Her ne kadar Lizbon'un karşı yakasında oturmayı binbir çeşit nedenden dolayı sevmesem de bir neden var ki bunları bana unutturabiliyor;
Vapurla karşıya geçmek..
İstanbul'a benzetiyorum burayı, her seferinde sanki Üsküdar'dan motora binmişim Beşiktaş'a geçiyorum gibi, sağ tarafımda Çırağan Sarayı sol tarafımda Galata Kulesi var gibi. Aslında onlara benzeyen bir dolu yapıda mevcut. Her neyse konu bu değil şimdi. Martılar var bi de, her yerde aynı bu martılar. En düşünceli anında ortaya çıkarlar, çoğu insan simitle besler martıları öyle zevk alırlar ama benimki öyle değil. Nası mükemmel uçuyorlar o yaratıklar.
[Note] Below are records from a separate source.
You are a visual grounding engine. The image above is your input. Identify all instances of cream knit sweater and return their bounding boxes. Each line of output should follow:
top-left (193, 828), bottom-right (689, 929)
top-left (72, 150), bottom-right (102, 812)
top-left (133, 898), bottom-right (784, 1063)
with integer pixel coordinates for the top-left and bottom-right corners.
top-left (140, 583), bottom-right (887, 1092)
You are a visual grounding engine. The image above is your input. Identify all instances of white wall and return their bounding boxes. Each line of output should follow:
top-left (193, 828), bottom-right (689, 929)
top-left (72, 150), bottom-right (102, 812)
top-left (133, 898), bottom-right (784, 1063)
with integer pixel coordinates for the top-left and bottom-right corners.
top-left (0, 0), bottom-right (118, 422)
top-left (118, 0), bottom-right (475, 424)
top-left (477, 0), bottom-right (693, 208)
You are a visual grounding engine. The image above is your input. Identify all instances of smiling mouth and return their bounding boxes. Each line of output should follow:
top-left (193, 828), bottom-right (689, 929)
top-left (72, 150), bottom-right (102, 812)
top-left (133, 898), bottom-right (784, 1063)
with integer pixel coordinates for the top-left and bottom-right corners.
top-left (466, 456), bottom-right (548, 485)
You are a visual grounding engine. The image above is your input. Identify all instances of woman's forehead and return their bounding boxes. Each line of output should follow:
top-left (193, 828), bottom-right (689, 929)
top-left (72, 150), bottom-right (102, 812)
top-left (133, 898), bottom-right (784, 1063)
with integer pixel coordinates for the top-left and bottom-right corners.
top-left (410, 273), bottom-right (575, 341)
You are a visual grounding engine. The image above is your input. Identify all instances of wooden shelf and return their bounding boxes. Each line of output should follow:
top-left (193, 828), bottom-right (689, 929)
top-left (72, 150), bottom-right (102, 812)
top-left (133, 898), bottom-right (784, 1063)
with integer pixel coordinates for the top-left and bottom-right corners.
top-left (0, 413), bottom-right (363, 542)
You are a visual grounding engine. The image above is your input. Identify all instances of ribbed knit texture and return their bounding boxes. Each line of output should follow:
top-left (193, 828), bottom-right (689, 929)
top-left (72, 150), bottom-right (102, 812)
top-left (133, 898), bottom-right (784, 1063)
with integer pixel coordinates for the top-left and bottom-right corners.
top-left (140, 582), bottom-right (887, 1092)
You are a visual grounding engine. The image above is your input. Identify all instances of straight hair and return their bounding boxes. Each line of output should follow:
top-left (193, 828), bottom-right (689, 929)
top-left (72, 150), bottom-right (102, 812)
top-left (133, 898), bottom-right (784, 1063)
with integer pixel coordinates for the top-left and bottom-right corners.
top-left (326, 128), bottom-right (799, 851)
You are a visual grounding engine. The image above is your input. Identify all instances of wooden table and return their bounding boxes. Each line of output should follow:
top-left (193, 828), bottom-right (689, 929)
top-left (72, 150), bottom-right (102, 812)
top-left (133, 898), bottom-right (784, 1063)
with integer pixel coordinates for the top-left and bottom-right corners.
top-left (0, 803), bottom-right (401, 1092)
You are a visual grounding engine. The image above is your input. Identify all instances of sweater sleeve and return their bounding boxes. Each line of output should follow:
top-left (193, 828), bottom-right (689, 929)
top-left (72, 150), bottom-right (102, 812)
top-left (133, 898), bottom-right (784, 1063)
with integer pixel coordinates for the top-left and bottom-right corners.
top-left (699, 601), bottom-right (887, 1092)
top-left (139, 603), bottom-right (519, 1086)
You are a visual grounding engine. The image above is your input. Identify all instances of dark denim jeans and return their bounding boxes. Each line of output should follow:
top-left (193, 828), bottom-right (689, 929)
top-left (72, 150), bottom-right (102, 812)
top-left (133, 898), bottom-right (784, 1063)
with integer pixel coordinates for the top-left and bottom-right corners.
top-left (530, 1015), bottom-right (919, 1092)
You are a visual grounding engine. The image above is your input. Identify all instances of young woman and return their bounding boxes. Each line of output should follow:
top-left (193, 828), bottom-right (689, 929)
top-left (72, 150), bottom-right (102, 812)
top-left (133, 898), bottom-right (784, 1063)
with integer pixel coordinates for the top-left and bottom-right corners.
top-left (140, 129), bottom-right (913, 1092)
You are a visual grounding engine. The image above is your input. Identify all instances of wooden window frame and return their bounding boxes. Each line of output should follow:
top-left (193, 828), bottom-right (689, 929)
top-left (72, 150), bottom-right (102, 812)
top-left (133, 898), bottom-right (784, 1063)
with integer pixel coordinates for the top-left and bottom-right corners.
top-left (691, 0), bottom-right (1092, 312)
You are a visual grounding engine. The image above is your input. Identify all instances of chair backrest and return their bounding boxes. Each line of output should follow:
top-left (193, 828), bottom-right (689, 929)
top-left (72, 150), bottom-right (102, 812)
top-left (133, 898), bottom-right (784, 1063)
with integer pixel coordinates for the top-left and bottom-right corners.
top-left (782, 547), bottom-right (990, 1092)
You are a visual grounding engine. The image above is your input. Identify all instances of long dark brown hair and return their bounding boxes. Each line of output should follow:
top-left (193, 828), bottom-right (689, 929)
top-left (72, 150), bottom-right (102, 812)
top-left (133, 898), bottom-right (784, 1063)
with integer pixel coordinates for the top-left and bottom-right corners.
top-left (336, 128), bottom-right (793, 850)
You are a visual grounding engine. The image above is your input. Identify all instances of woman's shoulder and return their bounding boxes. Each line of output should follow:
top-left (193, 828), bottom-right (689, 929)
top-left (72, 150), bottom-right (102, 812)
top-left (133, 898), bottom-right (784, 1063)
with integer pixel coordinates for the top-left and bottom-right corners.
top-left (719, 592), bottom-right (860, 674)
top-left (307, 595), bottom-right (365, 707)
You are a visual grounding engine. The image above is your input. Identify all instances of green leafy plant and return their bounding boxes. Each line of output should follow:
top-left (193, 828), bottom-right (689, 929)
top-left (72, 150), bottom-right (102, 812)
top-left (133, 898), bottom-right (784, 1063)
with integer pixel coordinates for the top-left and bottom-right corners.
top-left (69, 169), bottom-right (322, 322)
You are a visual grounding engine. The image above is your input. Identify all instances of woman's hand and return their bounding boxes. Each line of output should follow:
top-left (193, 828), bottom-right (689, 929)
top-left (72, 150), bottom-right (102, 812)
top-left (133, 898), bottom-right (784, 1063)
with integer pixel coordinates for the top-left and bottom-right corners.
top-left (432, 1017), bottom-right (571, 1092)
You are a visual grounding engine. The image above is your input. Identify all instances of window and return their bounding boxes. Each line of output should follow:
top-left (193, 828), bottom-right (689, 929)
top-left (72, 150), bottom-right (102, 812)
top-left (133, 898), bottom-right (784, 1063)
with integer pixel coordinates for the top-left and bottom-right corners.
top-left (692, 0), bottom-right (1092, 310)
Ne zaman onları uçarken görsem hiç bir derdim tasam kalmıyor, her kanat çırpışında sanki aklımda bi düşünceyi uçurup götürüyolar, bu çırpışın sonunda gelen rüzgara karşı uçuşları ise her şey yoluna giricek merak etme der gibi.
Bunun üstüne bi de Oi Va Voi - Magic Carpet çalınca bu anda nasıl güzel oluyor :)

2 yorum:

Burcu Yağmur Kabaalioğlu dedi ki...

Hem de Kara Sırtlı Martı! İstanbul'da bu türünü görmek ne kadar zor biliyor musun? :)
(Acaba şarkıyı vapura denk getirirsem görür müyüm..) =)

Burak Elibol dedi ki...

E ben bu yorumu yeni görüyorum :)
Hiç öyle kara sırt beyaz sırt diye düşünmemiştim, biyolog olmanın güzelliği, mühendis kafaları feci kafalar:)
Ayrıca şarkı bence denk getirebilir, hele ki Kadıköy'den bindiysen!